Renal cell carcinoma (RCC) is by far the most common soft-tissue mass and accounts for 85% of all malignant masses of the kidney. Histopathological subtype has clinical implications in the form of prognosis and response to various newer and adjuvant treatment strategies.
The aim of this study was to evaluate the morphology and enhancement patterns of different subtypes of RCC and correlate them with their histopathological subtypes.
The study group comprised of 20 consecutive patients of RCC. The patients were evaluated with multi-detector-row computed tomography (MDCT) and Doppler ultrasound prior to surgery and findings compared with histopathological subtypes of tumor.
RCC was confirmed on histopathology. Out of 20 patients with RCC, 14 were finally diagnosed as clear cell, 4 chromophobe and 2 as papillary subtypes of RCC. None of clear-cell type showed homogenous enhancement. The mean attenuation in corticomedullary phase (CMP) and nephrographic phase (NP) for clear cell and chromophobe subtype was higher than papillary subtype, i.e. 116.1 ± 27 HU and 91.9 ± 21 HU for clear cell, 103 ± 22.4 HU and 96.2 ± 9.2 HU for chromophobe subtype and 78.5 ± 12.4 HU and 73.3 ± 12.2 HU for papillary subtype respectively. On Doppler US evaluation, non-clear-cell subtypes, which showed heterogenous enhancement on MDCT showed less color flow and peak systolic velocity (PSV). The difference in PSV and Doppler shift frequency values between clear-cell carcinoma and chromophobe subtypes were statistically significant (P = 0.003).

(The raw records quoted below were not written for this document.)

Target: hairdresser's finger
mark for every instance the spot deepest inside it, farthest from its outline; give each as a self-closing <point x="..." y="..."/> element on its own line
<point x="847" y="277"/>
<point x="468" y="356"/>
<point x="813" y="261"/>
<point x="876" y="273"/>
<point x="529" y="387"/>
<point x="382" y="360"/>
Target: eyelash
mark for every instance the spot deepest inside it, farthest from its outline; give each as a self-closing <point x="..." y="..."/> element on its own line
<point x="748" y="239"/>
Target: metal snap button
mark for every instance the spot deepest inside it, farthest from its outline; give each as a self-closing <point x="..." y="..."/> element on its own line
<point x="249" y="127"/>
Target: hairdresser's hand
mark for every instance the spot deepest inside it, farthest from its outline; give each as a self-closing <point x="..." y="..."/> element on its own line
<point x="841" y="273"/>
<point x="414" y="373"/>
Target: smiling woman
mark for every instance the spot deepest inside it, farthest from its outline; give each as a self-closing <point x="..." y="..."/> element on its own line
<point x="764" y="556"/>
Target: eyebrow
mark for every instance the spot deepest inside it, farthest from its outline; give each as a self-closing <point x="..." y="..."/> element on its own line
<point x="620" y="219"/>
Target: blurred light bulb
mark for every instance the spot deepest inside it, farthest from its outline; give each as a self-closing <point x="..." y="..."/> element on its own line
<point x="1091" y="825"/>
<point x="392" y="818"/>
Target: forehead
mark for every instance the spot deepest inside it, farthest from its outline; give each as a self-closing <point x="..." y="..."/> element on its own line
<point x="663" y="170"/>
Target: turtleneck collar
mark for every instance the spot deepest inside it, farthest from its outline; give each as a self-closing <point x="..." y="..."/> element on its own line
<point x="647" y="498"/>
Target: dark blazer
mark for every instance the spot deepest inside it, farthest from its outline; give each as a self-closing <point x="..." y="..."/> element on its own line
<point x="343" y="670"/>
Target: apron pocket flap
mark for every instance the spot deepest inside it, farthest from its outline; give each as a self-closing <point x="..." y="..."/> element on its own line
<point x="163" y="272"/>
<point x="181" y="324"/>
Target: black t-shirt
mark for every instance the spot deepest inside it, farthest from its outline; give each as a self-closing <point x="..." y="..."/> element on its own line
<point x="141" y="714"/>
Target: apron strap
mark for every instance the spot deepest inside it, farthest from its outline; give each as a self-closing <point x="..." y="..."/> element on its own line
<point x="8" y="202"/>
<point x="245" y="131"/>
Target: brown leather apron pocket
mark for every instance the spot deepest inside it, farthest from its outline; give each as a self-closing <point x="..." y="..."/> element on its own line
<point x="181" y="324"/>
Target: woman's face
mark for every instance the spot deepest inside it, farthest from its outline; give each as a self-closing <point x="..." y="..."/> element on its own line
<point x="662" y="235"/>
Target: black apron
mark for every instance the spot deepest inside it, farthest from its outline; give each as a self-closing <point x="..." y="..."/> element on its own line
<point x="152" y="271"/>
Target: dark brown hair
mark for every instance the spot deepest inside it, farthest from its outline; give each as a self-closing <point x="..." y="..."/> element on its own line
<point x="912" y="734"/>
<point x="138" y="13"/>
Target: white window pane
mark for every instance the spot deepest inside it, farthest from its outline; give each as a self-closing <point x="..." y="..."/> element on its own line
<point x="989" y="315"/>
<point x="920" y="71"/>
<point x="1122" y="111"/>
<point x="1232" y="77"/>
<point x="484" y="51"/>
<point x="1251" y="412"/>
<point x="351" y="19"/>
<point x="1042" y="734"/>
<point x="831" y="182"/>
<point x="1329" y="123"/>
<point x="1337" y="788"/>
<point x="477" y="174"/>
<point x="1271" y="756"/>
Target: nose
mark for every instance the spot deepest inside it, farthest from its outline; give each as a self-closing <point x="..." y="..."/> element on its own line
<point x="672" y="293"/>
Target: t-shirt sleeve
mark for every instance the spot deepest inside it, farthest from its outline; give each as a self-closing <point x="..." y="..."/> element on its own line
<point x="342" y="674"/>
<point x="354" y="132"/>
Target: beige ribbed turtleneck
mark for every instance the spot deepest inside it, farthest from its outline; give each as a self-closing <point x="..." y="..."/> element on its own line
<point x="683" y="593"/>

肾细胞癌(RCC)是目前最常见的软组织肿块,占肾脏所有恶性肿块的85%。组织病理学亚型在预后以及对各种新型辅助治疗策略的反应方面具有临床意义。
本研究的目的是评估不同亚型肾细胞癌的形态和强化模式,并将它们与其组织病理学亚型相关联。
研究组由20例连续的肾细胞癌患者组成。患者在手术前接受多排探测器计算机断层扫描(MDCT)和多普勒超声检查,并将检查结果与肿瘤的组织病理学亚型进行比较。
组织病理学确诊为肾细胞癌。在20例肾细胞癌患者中,最终确诊为透明细胞型14例,嫌色细胞型4例,乳头状亚型2例。透明细胞型均未表现为均匀强化。透明细胞型和嫌色细胞型在皮质髓质期(CMP)和肾实质期(NP)的平均衰减高于乳头状亚型,即透明细胞型在CMP和NP期分别为116.1±27HU和91.9±21HU,嫌色细胞型为103±22.4HU和96.2±9.2HU,乳头状亚型为78.5±12.4HU和73.3±12.2HU。在多普勒超声评估中,MDCT表现为不均匀强化的非透明细胞亚型显示较少的血流信号和收缩期峰值速度(PSV)。透明细胞癌和嫌色细胞亚型之间的PSV和多普勒频移值差异具有统计学意义(P = 0.003)。